The town center has an outstanding range of restaurants, hotels, and souvenir shops. With a growing population of 100,000 inhabitants, the town is becoming busier in recent years. However, it is still relatively peaceful and quaint compared to other tourist destinations in the region, which is one of its most charming features. Nearby attractions include Pak Ou Caves, which houses thousands of Buddha images, Kuang Si Waterfall and several cotton and silk weaving villages.
Getting here: There are daily domestic flights (40 minutes) from Vientiane. By road, it is a 8-9 hour drive from Vientiane and 5-6 hours from Vang Vieng. There are daily international flights from Hanoi, Siem Reap, Bangkok and from Chiang Mai.

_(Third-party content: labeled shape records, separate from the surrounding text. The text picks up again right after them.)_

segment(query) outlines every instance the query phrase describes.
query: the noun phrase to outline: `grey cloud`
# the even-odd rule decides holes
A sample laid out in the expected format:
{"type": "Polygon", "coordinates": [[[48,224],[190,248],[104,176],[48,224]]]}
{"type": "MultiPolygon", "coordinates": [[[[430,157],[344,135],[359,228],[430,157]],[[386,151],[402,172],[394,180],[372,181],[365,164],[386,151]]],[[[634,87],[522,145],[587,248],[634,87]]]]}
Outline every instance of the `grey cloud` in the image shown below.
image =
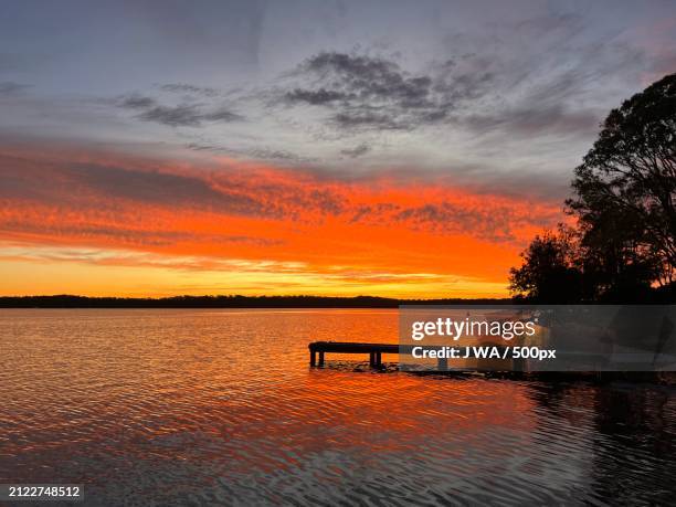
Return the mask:
{"type": "Polygon", "coordinates": [[[309,157],[303,157],[298,154],[286,149],[276,148],[233,148],[231,146],[211,144],[211,142],[188,142],[186,148],[193,151],[212,151],[220,154],[230,154],[236,156],[252,157],[265,160],[282,160],[282,161],[294,161],[294,162],[309,162],[316,159],[309,157]]]}
{"type": "Polygon", "coordinates": [[[0,96],[13,96],[21,94],[27,88],[30,88],[32,85],[23,84],[23,83],[14,83],[13,81],[3,81],[0,82],[0,96]]]}
{"type": "Polygon", "coordinates": [[[464,103],[487,93],[492,73],[454,66],[447,60],[413,75],[380,56],[323,52],[292,73],[302,83],[284,92],[283,101],[326,108],[329,123],[342,131],[412,130],[448,122],[464,103]]]}
{"type": "Polygon", "coordinates": [[[368,154],[370,150],[371,150],[371,147],[362,142],[361,145],[356,146],[355,148],[341,149],[340,152],[345,155],[346,157],[357,158],[357,157],[361,157],[362,155],[368,154]]]}
{"type": "Polygon", "coordinates": [[[155,98],[137,94],[122,97],[118,102],[118,105],[120,107],[126,107],[128,109],[148,109],[155,106],[156,104],[157,103],[155,102],[155,98]]]}
{"type": "Polygon", "coordinates": [[[265,214],[272,210],[236,191],[214,189],[191,176],[141,171],[98,165],[72,165],[62,173],[80,186],[114,198],[145,203],[211,208],[239,214],[265,214]]]}
{"type": "Polygon", "coordinates": [[[204,122],[230,123],[243,119],[226,107],[205,108],[198,104],[167,106],[145,95],[128,95],[117,101],[119,107],[138,110],[137,118],[170,127],[200,127],[204,122]]]}
{"type": "Polygon", "coordinates": [[[215,97],[219,91],[209,86],[194,86],[187,83],[167,83],[158,85],[162,92],[184,93],[189,95],[199,95],[204,97],[215,97]]]}

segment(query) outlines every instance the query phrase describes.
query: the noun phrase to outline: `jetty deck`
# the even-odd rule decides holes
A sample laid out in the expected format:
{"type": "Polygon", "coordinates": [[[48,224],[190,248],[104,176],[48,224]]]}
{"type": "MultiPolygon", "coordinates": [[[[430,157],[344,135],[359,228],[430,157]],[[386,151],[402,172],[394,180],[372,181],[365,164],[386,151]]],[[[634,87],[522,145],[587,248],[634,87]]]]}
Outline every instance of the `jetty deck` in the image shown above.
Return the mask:
{"type": "MultiPolygon", "coordinates": [[[[432,346],[434,347],[434,346],[432,346]]],[[[379,368],[382,366],[383,353],[410,353],[413,346],[399,345],[399,344],[359,344],[352,341],[313,341],[308,345],[310,351],[310,366],[323,367],[324,357],[327,352],[334,353],[368,353],[369,365],[371,367],[379,368]],[[317,361],[319,356],[319,361],[317,361]]],[[[425,348],[431,348],[426,346],[425,348]]],[[[441,348],[441,347],[440,347],[441,348]]],[[[447,369],[447,360],[445,358],[439,359],[439,368],[441,370],[447,369]]]]}

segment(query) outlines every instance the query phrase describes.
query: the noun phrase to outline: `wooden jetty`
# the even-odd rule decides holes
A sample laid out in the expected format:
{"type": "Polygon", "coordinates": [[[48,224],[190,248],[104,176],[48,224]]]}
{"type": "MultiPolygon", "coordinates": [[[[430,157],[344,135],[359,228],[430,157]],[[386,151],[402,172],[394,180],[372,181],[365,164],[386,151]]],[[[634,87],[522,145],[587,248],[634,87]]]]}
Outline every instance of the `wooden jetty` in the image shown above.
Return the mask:
{"type": "MultiPolygon", "coordinates": [[[[413,346],[398,345],[398,344],[358,344],[351,341],[313,341],[308,345],[310,351],[310,366],[324,366],[324,356],[326,352],[335,353],[368,353],[369,365],[374,368],[382,366],[383,353],[410,353],[413,346]],[[317,362],[317,355],[319,355],[319,362],[317,362]]],[[[441,348],[425,346],[430,348],[441,348]]],[[[437,359],[437,367],[440,370],[446,370],[448,368],[447,360],[445,358],[437,359]]]]}

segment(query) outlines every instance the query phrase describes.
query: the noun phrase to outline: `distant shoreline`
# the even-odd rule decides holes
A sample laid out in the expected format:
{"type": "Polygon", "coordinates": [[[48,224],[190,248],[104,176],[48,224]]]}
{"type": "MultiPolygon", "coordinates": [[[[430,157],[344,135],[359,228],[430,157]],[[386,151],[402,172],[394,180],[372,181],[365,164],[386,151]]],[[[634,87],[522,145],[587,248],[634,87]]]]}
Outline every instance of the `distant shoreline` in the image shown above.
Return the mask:
{"type": "Polygon", "coordinates": [[[395,299],[356,296],[1,296],[0,308],[398,308],[400,305],[508,305],[509,298],[395,299]]]}

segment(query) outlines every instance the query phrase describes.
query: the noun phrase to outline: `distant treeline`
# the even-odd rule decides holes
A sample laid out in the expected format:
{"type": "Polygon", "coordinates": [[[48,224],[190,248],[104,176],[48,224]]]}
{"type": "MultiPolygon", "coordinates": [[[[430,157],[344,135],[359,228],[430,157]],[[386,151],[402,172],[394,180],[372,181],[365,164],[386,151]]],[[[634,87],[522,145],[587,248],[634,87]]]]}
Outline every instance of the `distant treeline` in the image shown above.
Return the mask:
{"type": "Polygon", "coordinates": [[[500,305],[510,299],[392,299],[321,296],[0,297],[0,308],[397,308],[399,305],[500,305]]]}

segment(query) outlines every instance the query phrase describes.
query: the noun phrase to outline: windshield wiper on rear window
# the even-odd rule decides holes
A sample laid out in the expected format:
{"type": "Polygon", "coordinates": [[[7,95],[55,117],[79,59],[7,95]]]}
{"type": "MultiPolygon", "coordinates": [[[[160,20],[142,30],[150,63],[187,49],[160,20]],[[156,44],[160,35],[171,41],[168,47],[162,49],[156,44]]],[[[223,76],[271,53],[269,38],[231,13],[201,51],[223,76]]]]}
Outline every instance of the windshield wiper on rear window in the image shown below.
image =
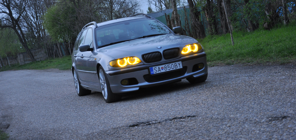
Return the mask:
{"type": "Polygon", "coordinates": [[[139,38],[148,38],[148,37],[151,37],[152,36],[157,36],[157,35],[166,35],[167,34],[154,34],[153,35],[144,35],[142,37],[140,37],[139,38],[136,38],[135,39],[138,39],[139,38]]]}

Phonsavan – Plain of Jars:
The small dusty town of Phonsavan in northern Laos is the capital of Xieng Khuang province and gateway to the Plain of Jars. This region was one of the most heavily bombed in Laos and today is still littered with half a million tons of unexploded ordinance (UXO) and the evidence is everywhere. Bomb casings and other war remnants are used for every purpose imaginable such as fences, tools, and house decoration.
The main attraction to this region is the Plain of Jars. The gigantic stone jars are to Laos as Stonehenge is to England – an enigma. While there are many theories, nobody really knows why hundreds of huge stone jars are scattered across several sites on a barren Laotian plain. They are between 2500 and 3000 years old, and again no one knows why they were built. Carved from solid rock, most of these containers weigh from 600kg to a ton per piece with the largest weighing six tons. The jars are set amongst beautiful scenery of rolling hills which are covered with a smattering of pine trees and green grass during the wet season.
Getting here: There are four flights a week from Vientiane Lao Airlines. The flight takes 30 minutes. Please be aware that these flights have been prone to cancellation and delays.
Situated in southern Laos, near the Thai border, Pakse is the capital of Champasak province. The town itself features Franco-Chinese style architecture and a colorful market stocked with fresh produce grown in the nearby Bolaven Plateau, a highland region inhabited by a number of ethnic minority groups. The main attraction in Pakse is the Khmer-Hindu archeological ruin of Wat Phu Champasak which was built by the founder of the first Khmer empire, Jayavarman II. It is much smaller than Cambodia’s Angkor Wat but still a rival to that ancient empire. Visitors to the complex should take note that some temples have very steep approaches with as many as 70 steps which can be difficult to climb. Although the tourism infrastructure is less developed than the popular north, the government has made efforts into promoting the region as an ecological friendly destination and improving the reliability of services. Other attractions in the Champasak region include the 4,000 islands of Si Phan Don near the Cambodian border; elephant trekking in Ban Khiet Ngong; Southeast Asia’s widest waterfall, Khone Phapeng; and insight into authentic, traditional Laotian life on the islands of Don Khone and Don Deng near Champasak Town.
Getting here: There are daily flights to Pakse from Vientiane (1hr 15mins) year round, whilst from Luang Prabang flights operate 3 time per a week in the low season and daily in the high season (1hr 50mins) on Lao Airlines. Direct flights Luang Prabang-Pakse or Parkse-Luang Prabang might be cancelled last minute in low season, from May- October.